I have to be honest. I love rumor boards when it comes to sports. These boards and, sometimes, articles will speculate on trade discussions, coaching hires, and, in college sports where a high school prospect might play. It’s fun and entertaining, especially during the offseason, and allows for conversations to take place in between games.
While I might love rumor mills when it comes to athletics, I recognize there is a cost associated with these rumors. A coach who is rumored to go to a different program or team may lose support with their current employer and fan base because of those reports. The rumor may not be true, but the mere accusation can promote uneasiness among a fan base. A player who is rumored to seek a trade may, as well, have a difficult time convincing ownership that they want to remain with a team, especially if the rumors proved to be false. As much as I love the game of rumors and speculation, I recognize there are real costs to them.
I wonder, though, if we recognize this within the life of the church. Do we recognize the danger of sharing rumors and gossip and how it affects our connection with one another and mission?
Rumors and gossip seem to come up in conversations about almost everything in the life of the church. Did you hear what this person said? I heard we are going to do this? When this happens, we are going to vote to do this? We could keep going, and going, and going.

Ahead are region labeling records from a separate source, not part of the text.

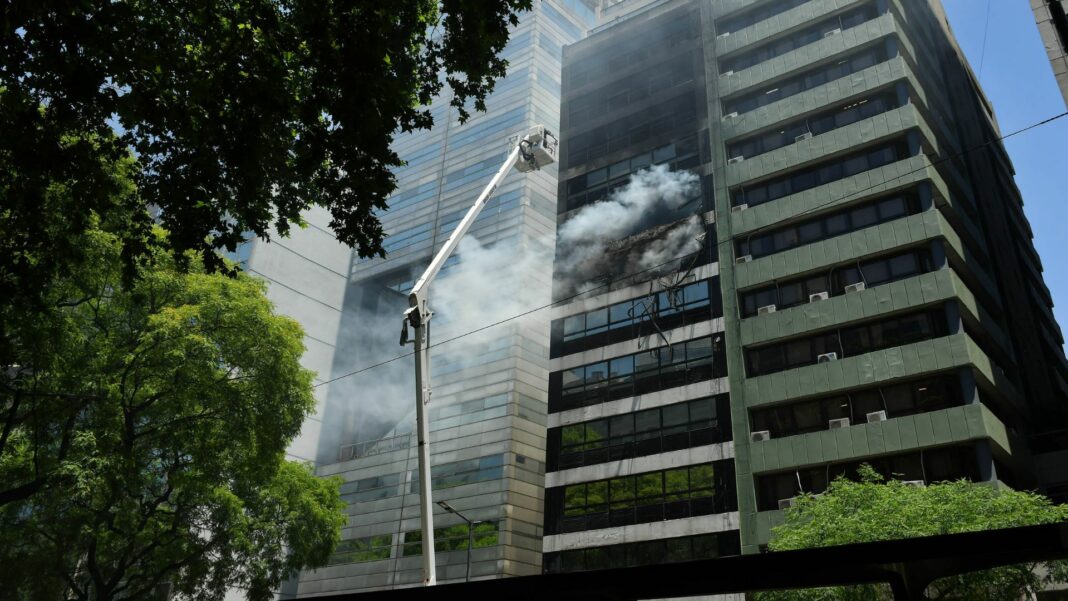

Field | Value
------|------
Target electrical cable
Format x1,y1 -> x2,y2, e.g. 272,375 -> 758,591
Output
313,111 -> 1068,388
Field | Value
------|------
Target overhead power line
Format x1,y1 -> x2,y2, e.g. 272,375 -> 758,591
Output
314,106 -> 1068,388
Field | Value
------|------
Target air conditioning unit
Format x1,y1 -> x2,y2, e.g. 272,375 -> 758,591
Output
867,411 -> 886,424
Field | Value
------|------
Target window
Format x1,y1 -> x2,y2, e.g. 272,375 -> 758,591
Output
329,534 -> 393,565
720,3 -> 878,73
546,460 -> 738,534
549,333 -> 726,412
740,246 -> 935,317
750,375 -> 964,438
565,137 -> 697,210
735,193 -> 922,258
545,531 -> 741,573
547,397 -> 731,471
723,44 -> 894,114
716,0 -> 807,35
402,522 -> 500,557
731,140 -> 912,209
756,444 -> 979,511
745,307 -> 948,378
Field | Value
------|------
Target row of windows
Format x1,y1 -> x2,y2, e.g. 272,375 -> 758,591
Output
735,193 -> 923,258
723,44 -> 893,114
564,136 -> 700,210
549,334 -> 726,413
731,140 -> 920,207
727,91 -> 901,158
545,531 -> 741,573
546,394 -> 731,471
341,454 -> 507,503
564,91 -> 697,164
741,249 -> 935,317
401,522 -> 500,557
720,2 -> 879,73
564,10 -> 697,89
756,445 -> 979,511
408,455 -> 504,494
745,307 -> 948,378
750,375 -> 963,438
551,275 -> 723,358
545,459 -> 738,534
567,58 -> 693,124
716,0 -> 808,35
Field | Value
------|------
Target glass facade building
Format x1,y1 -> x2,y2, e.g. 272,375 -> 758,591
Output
296,0 -> 595,597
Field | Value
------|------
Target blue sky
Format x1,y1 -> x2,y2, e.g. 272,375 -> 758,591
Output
942,0 -> 1068,343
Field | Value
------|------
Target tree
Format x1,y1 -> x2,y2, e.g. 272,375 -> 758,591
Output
0,0 -> 531,288
0,222 -> 344,600
756,464 -> 1068,601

These are just some of the places that begin conversations that tend towards rumors and gossip being spread.
Rumors and gossip affect the shared connection within a community of faith and how we understand what is taking place. They have been around since the earliest days of the church. Paul writes warnings to several churches about their connection to rumors and gossip, especially the church in Corinth. The Corinthian community was, especially, dealing with divisions and rumors, which Paul urged against in 2 Corinthians 12:20. There he writes:
“For I am afraid that when I come I may not find you as I want you to be, and you may not find me as you want me to be. I fear that there may be questioning, jealousy, outbursts of anger, factions, slander, gossip, arrogance and disorder.”
Paul is quite clear how these attitudes, especially gossip, can lead to a community of faith moving away from its relationship with God and reflecting something quite different than what God intended. These attitudes create pain, hardship, and discord where there should be connection, transparency, and hope shared within the body of Christ.
So, why do we share rumors or gossip? For one, much like what we do with sports, we want people to believe that we have some special knowledge or understanding of a situation. Often times, though, our knowledge is only limited or based on a limited understanding of a situation, but that doesn’t prevent us from sharing with others what we think we know. We want to be seen as “in the know,” “smart,” and “aware” and, sometimes, the best way to do that is to share with others what we think we know, even if it isn’t the full story.
We also share rumors and gossip in the church, because we want to galvanize support towards what we want in a given situation. If we are unhappy with something in the community of faith, the best way to get it changed, we often feel, is to have support. The best way to get support, often, is to let others know what you think is going on and how it could have a negative impact on the church. It doesn’t matter if, again, our information is not fully accurate, all we are concerned with is getting people to agree with our take on a situation. What that does, though, is create distrust in the process and our shared connection with one another.
All of this and more leads to the church being absent of its true intent. The church should be the ongoing witness of Jesus Christ. It is to be a missional change agent in our communities and in the lives of one another. When the church is defined by rumors, gossip, and innuendo mission gets replaced by stagnation and connection is overtaken by disunity and fear. These attitudes do not spur growth, but promote decline and distance from our very mission to love God, grow in faith, and serve the Lord.
Sharing rumors and gossip may be enjoyable, but it has no place in the life of our shared connection and its detrimental to the body of Christ. If the church is to turn the tide of decline in the United States, it must involve us putting down the weapons of rumors and gossip that reduces our mission to mere talking points. We will have to get serious about having honest and open conversations with one another and remember what we are truly to be about.
That will not happen until we stop believing in rumors and gossip.